Overloading/Inheritance issue

James Dennett jdennett at acm.org
Sat Aug 4 10:03:01 PDT 2007


Walter Bright wrote:
> Bruno Medeiros wrote:
>> Walter Bright wrote:
>>> I agree that this example is a problem. There's no way to detect it
>>> at compile time, so it should throw a runtime exception. The way to
>>> accomplish that is to stuff D's vtbl[] entry for B.set(int) with a
>>> dummy function that throws the exception.
>>
>> There is a problem the moment the D subclass doesn't override all
>> overloads, so that can be detected at compile time and an error issued
>> right there.
> 
> I'm not sure that's the right thing to do.

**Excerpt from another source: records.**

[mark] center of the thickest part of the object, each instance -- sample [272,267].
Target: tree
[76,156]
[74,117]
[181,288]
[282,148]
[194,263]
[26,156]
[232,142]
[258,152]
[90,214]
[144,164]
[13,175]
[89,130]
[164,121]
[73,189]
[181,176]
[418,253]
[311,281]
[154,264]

In general, overloading virtual functions in the first place
is a mistake: in practice it means that in order for a derived
class to implement consistent behavior it must override all of
them.  A hard error on overloading virtuals would be fair; the
fix is to have non-virtual overloads dispatching to a single
virtual which has the most general form, and provides a single
point of customization for derived classes.

This might not sit well with those who think that virtual is
a good default though.  I'm not one of them; I've never seen
problems caused by non-virtual as default, but plenty caused
by virtual as default (mostly relating to programmers not
thinking deeply enough about what contracts mean for virtual
functions, where it's necessary to specify both what the
default implementation guarantees, and what derived class
implementations must guarantee, including which other functions
on the same object can legitimately be called from overrides).